Updated: July 07, 2025 09:46

Image Source: TICE News
The Securities and Exchange Board of India (Sebi) has rolled out a sweeping overhaul of its regulatory framework for SME IPOs, sparking a nationwide debate: are these reforms a much-needed safeguard for investors, or a potential chokehold on India’s most dynamic enterprises? With the new rules effective from July 1, 2025, the SME ecosystem is at a crossroads—balancing transparency and investor protection with the need for accessible capital.
 
1. What’s New in Sebi’s SME IPO Framework?
  • Profitability Threshold: SMEs must now show a minimum EBITDA of ₹1 crore in at least two of the last three years.
  • Promoter Lock-In: Excess promoter holdings are now subject to phased lock-ins—50% for one year, the rest for two.
  • Offer-for-Sale (OFS) Cap: Limited to 20% of the issue size to prevent early exits.
  • Use of Funds: IPO proceeds cannot be used to repay loans to promoters or related parties; general corporate purposes capped at ₹10 crore or 15% of the issue.
  • Transparency Boost: Draft prospectuses must be open for public review for 21 days, with mandatory QR codes in ads for easy access.
2. Why It Matters
  • Investor Protection: The reforms aim to curb speculative trading, inflated valuations, and misuse of IPO proceeds—issues that plagued nearly 40% of SME IPOs between 2018–2023.

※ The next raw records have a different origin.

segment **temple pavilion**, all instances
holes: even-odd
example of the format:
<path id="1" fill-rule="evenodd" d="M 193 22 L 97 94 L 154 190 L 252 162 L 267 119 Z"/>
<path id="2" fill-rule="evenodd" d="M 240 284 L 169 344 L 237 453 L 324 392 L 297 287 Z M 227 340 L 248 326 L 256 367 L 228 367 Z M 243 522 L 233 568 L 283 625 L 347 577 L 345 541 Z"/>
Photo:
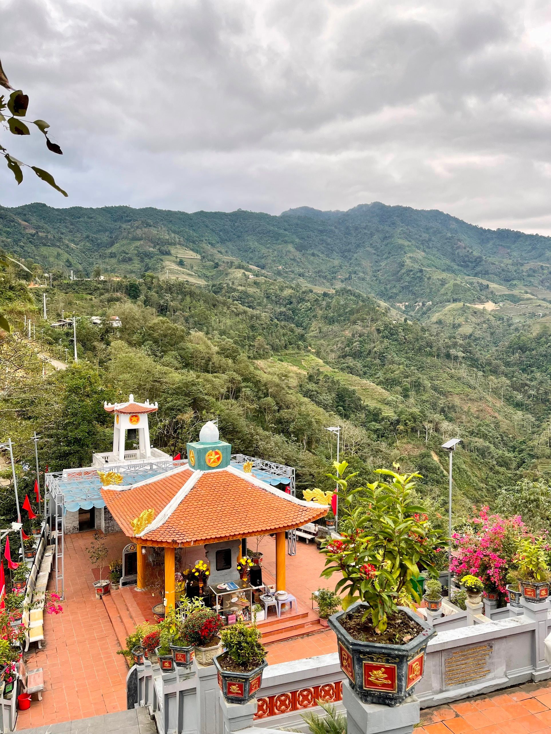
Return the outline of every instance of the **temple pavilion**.
<path id="1" fill-rule="evenodd" d="M 284 591 L 286 532 L 323 517 L 328 508 L 272 486 L 270 476 L 268 481 L 256 476 L 253 462 L 232 464 L 231 447 L 220 440 L 212 422 L 187 448 L 187 459 L 180 465 L 133 483 L 102 486 L 106 508 L 136 544 L 137 588 L 146 586 L 148 559 L 154 550 L 157 559 L 164 556 L 168 608 L 175 606 L 182 554 L 192 570 L 207 568 L 204 583 L 223 595 L 228 584 L 230 589 L 239 585 L 237 562 L 246 539 L 270 534 L 276 537 L 276 590 Z"/>

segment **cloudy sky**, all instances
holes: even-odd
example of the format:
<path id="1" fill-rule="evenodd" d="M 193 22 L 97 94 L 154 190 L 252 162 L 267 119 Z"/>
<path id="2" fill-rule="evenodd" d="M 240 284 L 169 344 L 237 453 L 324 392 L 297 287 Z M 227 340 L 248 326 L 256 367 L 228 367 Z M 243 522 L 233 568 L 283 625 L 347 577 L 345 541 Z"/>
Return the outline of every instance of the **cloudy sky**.
<path id="1" fill-rule="evenodd" d="M 547 0 L 0 0 L 64 156 L 0 203 L 279 214 L 382 201 L 551 233 Z"/>

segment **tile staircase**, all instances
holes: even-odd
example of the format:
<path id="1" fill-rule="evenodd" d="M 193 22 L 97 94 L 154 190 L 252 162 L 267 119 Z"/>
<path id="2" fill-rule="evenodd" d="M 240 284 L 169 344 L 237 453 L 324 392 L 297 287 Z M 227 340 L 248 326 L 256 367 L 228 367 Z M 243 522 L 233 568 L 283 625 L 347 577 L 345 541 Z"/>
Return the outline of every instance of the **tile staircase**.
<path id="1" fill-rule="evenodd" d="M 128 586 L 112 589 L 110 594 L 103 597 L 103 603 L 123 650 L 126 647 L 126 637 L 145 621 L 145 617 Z M 317 615 L 310 610 L 291 610 L 284 612 L 279 619 L 270 614 L 267 620 L 259 623 L 259 629 L 262 635 L 262 644 L 266 646 L 325 631 Z"/>

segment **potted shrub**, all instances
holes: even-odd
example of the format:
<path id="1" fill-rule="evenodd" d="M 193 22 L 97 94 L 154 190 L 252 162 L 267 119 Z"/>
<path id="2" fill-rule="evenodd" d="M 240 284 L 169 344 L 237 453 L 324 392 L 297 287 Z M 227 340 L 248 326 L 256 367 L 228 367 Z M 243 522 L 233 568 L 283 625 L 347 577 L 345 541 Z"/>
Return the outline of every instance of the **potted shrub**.
<path id="1" fill-rule="evenodd" d="M 12 582 L 13 588 L 21 592 L 26 586 L 26 579 L 29 575 L 29 567 L 26 563 L 20 563 L 15 571 L 12 571 Z"/>
<path id="2" fill-rule="evenodd" d="M 544 538 L 525 538 L 521 541 L 516 560 L 522 596 L 527 601 L 541 602 L 549 597 L 550 570 Z"/>
<path id="3" fill-rule="evenodd" d="M 433 571 L 429 560 L 442 545 L 439 531 L 428 522 L 422 508 L 414 505 L 414 477 L 378 469 L 390 478 L 349 491 L 346 462 L 334 463 L 339 506 L 347 533 L 327 540 L 322 575 L 342 574 L 336 591 L 347 592 L 343 611 L 329 617 L 337 636 L 341 668 L 351 687 L 365 703 L 395 706 L 413 694 L 422 677 L 425 653 L 436 632 L 428 622 L 397 597 L 420 601 L 411 579 L 419 575 L 417 562 Z M 353 500 L 359 495 L 361 509 Z M 352 602 L 349 606 L 345 603 Z"/>
<path id="4" fill-rule="evenodd" d="M 264 622 L 266 619 L 266 611 L 264 607 L 261 604 L 253 604 L 253 622 L 256 624 L 257 622 Z"/>
<path id="5" fill-rule="evenodd" d="M 484 584 L 478 576 L 469 573 L 461 580 L 461 584 L 467 592 L 467 597 L 471 604 L 480 604 Z"/>
<path id="6" fill-rule="evenodd" d="M 96 598 L 101 599 L 102 596 L 109 594 L 109 581 L 104 578 L 104 568 L 109 554 L 105 541 L 98 532 L 94 533 L 94 538 L 90 545 L 87 548 L 90 562 L 99 568 L 99 579 L 94 582 Z"/>
<path id="7" fill-rule="evenodd" d="M 34 538 L 25 538 L 23 541 L 23 548 L 25 551 L 25 558 L 34 558 L 36 553 Z"/>
<path id="8" fill-rule="evenodd" d="M 109 580 L 112 589 L 118 589 L 120 584 L 120 576 L 123 575 L 123 564 L 118 559 L 112 561 L 109 564 Z"/>
<path id="9" fill-rule="evenodd" d="M 511 570 L 507 574 L 507 593 L 509 595 L 509 603 L 511 606 L 516 607 L 517 609 L 522 608 L 522 602 L 521 601 L 521 597 L 522 596 L 522 592 L 520 589 L 520 584 L 519 583 L 519 572 Z"/>
<path id="10" fill-rule="evenodd" d="M 220 614 L 208 608 L 197 609 L 184 622 L 184 636 L 195 646 L 195 658 L 201 665 L 212 665 L 212 658 L 220 654 L 222 643 L 218 635 L 223 626 Z"/>
<path id="11" fill-rule="evenodd" d="M 150 631 L 147 632 L 142 639 L 142 647 L 148 660 L 152 663 L 157 663 L 156 648 L 161 644 L 161 630 L 158 625 L 151 625 Z"/>
<path id="12" fill-rule="evenodd" d="M 176 614 L 176 610 L 168 609 L 160 627 L 160 649 L 163 653 L 167 648 L 170 650 L 176 667 L 186 669 L 191 667 L 191 664 L 193 662 L 194 650 L 193 645 L 186 637 L 183 617 L 179 614 Z M 162 656 L 161 654 L 159 654 L 160 663 L 162 663 Z M 162 667 L 162 664 L 161 664 L 161 667 Z"/>
<path id="13" fill-rule="evenodd" d="M 439 611 L 442 606 L 442 585 L 437 578 L 428 578 L 425 583 L 426 592 L 423 595 L 425 603 L 429 611 Z"/>
<path id="14" fill-rule="evenodd" d="M 331 614 L 334 614 L 341 606 L 341 597 L 331 589 L 320 586 L 311 595 L 313 601 L 317 602 L 317 614 L 320 615 L 320 624 L 322 627 L 328 627 L 327 621 Z"/>
<path id="15" fill-rule="evenodd" d="M 213 660 L 218 685 L 228 703 L 246 703 L 254 698 L 262 682 L 266 649 L 256 626 L 238 622 L 222 631 L 224 652 Z"/>

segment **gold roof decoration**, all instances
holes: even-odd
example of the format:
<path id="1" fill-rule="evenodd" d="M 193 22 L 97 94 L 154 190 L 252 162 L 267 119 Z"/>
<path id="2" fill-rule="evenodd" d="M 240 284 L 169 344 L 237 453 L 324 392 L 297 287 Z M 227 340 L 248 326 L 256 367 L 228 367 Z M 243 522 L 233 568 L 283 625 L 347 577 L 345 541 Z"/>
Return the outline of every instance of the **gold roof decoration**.
<path id="1" fill-rule="evenodd" d="M 123 475 L 118 474 L 116 471 L 98 470 L 98 473 L 103 487 L 109 487 L 109 484 L 120 484 L 123 481 Z"/>
<path id="2" fill-rule="evenodd" d="M 130 524 L 134 535 L 139 535 L 148 525 L 151 524 L 155 513 L 153 509 L 145 509 L 140 512 L 135 520 L 131 520 Z"/>
<path id="3" fill-rule="evenodd" d="M 317 502 L 318 504 L 330 505 L 334 492 L 323 492 L 317 487 L 313 490 L 305 490 L 303 496 L 306 502 Z"/>

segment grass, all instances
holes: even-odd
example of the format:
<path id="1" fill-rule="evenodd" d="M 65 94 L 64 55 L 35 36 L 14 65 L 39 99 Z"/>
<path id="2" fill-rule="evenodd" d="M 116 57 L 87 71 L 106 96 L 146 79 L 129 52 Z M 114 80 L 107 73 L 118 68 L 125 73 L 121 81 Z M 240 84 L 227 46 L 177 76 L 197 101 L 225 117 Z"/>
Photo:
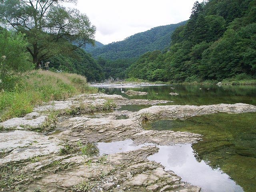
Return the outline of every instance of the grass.
<path id="1" fill-rule="evenodd" d="M 108 111 L 114 109 L 116 107 L 116 104 L 115 103 L 112 99 L 108 99 L 104 103 L 102 106 L 102 109 L 106 111 Z"/>
<path id="2" fill-rule="evenodd" d="M 74 192 L 87 192 L 96 186 L 96 184 L 91 181 L 86 182 L 85 180 L 74 186 L 72 191 Z"/>
<path id="3" fill-rule="evenodd" d="M 86 156 L 91 157 L 99 153 L 99 149 L 94 143 L 88 142 L 84 145 L 79 141 L 77 142 L 77 145 L 84 157 Z"/>
<path id="4" fill-rule="evenodd" d="M 0 92 L 0 122 L 21 117 L 43 102 L 63 100 L 75 95 L 95 93 L 86 78 L 76 74 L 34 70 Z"/>
<path id="5" fill-rule="evenodd" d="M 153 118 L 153 114 L 149 112 L 142 112 L 140 114 L 140 118 L 143 121 L 147 121 L 152 120 Z"/>

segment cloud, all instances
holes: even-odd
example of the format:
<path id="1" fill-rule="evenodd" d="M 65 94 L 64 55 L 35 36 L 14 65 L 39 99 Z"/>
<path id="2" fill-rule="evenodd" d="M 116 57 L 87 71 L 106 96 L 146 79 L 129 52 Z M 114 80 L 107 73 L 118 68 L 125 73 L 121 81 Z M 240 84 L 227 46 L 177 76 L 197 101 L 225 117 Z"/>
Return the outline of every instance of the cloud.
<path id="1" fill-rule="evenodd" d="M 78 0 L 76 8 L 96 26 L 96 40 L 107 44 L 153 27 L 187 20 L 195 0 Z"/>

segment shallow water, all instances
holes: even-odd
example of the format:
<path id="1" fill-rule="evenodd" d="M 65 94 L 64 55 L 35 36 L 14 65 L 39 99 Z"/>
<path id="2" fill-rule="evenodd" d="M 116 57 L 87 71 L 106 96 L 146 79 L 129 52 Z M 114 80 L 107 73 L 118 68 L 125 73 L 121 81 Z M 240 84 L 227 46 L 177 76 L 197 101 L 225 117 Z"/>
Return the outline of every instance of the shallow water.
<path id="1" fill-rule="evenodd" d="M 108 143 L 99 142 L 100 155 L 126 152 L 141 148 L 152 144 L 134 145 L 131 140 Z M 212 168 L 204 160 L 198 162 L 190 144 L 173 146 L 158 146 L 159 152 L 148 157 L 150 160 L 160 163 L 166 170 L 172 170 L 194 185 L 202 188 L 202 192 L 242 192 L 237 185 L 219 168 Z"/>
<path id="2" fill-rule="evenodd" d="M 148 157 L 172 170 L 185 181 L 202 187 L 202 192 L 243 192 L 243 189 L 220 169 L 212 169 L 203 161 L 199 162 L 190 144 L 158 146 L 159 152 Z"/>
<path id="3" fill-rule="evenodd" d="M 162 120 L 147 122 L 143 126 L 147 130 L 188 131 L 204 135 L 203 141 L 192 145 L 191 149 L 194 150 L 195 156 L 194 160 L 203 161 L 212 169 L 220 169 L 244 191 L 254 192 L 256 189 L 256 113 L 219 113 L 191 117 L 184 120 Z M 163 157 L 162 159 L 164 159 Z M 192 159 L 189 161 L 192 162 Z M 172 160 L 176 163 L 180 160 L 177 158 Z M 196 168 L 198 165 L 194 166 Z M 170 168 L 175 171 L 172 169 L 174 168 Z M 189 174 L 189 171 L 184 176 L 182 173 L 175 172 L 184 180 L 192 184 L 203 186 L 206 183 L 202 181 L 201 184 L 194 182 L 194 177 Z M 196 177 L 201 177 L 201 174 L 198 174 Z M 206 177 L 210 178 L 212 175 L 212 174 L 209 174 Z M 220 182 L 222 180 L 220 179 Z M 214 183 L 212 187 L 214 188 L 218 184 Z M 224 191 L 237 191 L 232 189 Z"/>
<path id="4" fill-rule="evenodd" d="M 256 105 L 255 86 L 174 85 L 105 89 L 110 94 L 130 99 L 174 102 L 167 105 L 243 103 Z M 128 90 L 149 94 L 129 96 L 121 93 Z M 170 92 L 179 94 L 171 96 Z M 136 111 L 146 107 L 126 106 L 121 110 Z M 160 146 L 159 153 L 149 158 L 155 158 L 184 181 L 202 186 L 204 191 L 256 191 L 256 113 L 218 113 L 184 121 L 163 120 L 144 126 L 146 129 L 188 131 L 204 136 L 203 141 L 191 146 Z"/>

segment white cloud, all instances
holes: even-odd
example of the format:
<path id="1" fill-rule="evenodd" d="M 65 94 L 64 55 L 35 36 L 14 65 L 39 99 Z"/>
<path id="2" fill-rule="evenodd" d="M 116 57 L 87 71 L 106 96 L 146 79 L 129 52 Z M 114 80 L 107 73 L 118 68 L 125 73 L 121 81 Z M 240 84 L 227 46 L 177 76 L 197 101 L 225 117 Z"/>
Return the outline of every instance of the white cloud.
<path id="1" fill-rule="evenodd" d="M 187 20 L 195 1 L 78 0 L 76 8 L 96 26 L 95 39 L 107 44 L 154 27 Z"/>

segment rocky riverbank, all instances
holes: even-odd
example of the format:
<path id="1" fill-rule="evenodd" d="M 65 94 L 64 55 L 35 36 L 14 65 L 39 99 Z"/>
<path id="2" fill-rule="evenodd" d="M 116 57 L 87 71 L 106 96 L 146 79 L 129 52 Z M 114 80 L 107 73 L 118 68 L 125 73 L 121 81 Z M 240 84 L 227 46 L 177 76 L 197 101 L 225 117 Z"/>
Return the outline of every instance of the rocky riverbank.
<path id="1" fill-rule="evenodd" d="M 184 119 L 218 112 L 256 112 L 243 104 L 156 106 L 168 101 L 83 94 L 45 103 L 23 118 L 0 123 L 0 189 L 4 191 L 198 192 L 147 157 L 156 145 L 194 143 L 188 132 L 145 130 L 144 120 Z M 138 112 L 122 105 L 154 105 Z M 106 110 L 115 109 L 115 110 Z M 120 118 L 120 117 L 122 118 Z M 131 140 L 138 148 L 101 154 L 99 142 Z"/>

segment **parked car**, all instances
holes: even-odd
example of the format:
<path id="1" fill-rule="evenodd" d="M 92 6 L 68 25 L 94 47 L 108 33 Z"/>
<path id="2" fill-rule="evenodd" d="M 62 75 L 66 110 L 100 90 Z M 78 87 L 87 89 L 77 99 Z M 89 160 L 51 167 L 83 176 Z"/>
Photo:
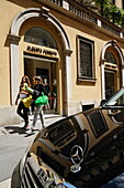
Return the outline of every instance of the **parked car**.
<path id="1" fill-rule="evenodd" d="M 42 129 L 11 188 L 99 188 L 124 171 L 124 88 L 102 106 Z"/>

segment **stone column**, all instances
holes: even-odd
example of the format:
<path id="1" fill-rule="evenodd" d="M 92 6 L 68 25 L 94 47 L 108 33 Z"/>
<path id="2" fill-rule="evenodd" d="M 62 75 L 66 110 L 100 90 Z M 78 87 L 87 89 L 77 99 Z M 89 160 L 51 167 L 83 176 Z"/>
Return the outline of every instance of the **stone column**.
<path id="1" fill-rule="evenodd" d="M 72 51 L 65 50 L 65 97 L 64 97 L 64 115 L 70 115 L 71 113 L 71 94 L 72 94 L 72 85 L 71 85 L 71 61 L 70 54 Z"/>

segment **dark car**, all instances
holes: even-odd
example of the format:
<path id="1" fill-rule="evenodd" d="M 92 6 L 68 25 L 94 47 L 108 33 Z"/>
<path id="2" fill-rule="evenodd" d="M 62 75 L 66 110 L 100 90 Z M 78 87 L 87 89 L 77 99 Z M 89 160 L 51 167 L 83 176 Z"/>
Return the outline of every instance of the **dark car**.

  • Capital Access Concerns: Critics argue that the one-size-fits-all profitability rule may exclude high-potential, loss-making startups—especially in tech and innovation sectors.
  • Market Impact: Over 30 SME IPOs were rushed to market in June 2025 ahead of the rule change, raising ₹1,380 crore, indicating a short-term slowdown may follow.
3. Industry Reactions
  • Supporters say the framework mirrors global best practices (like the UK’s AIM) and will mature India’s SME market into a more stable, transparent platform.
  • Skeptics warn of a potential “funding winter” if overregulation deters startups and institutional investors from participating.
4. What’s Next?
Experts suggest Sebi may need to adopt a tiered compliance model, allowing high-growth startups with credible backers to access markets with lighter norms. Incentivizing QIB participation and easing migration rules to the main board could also help balance risk and growth.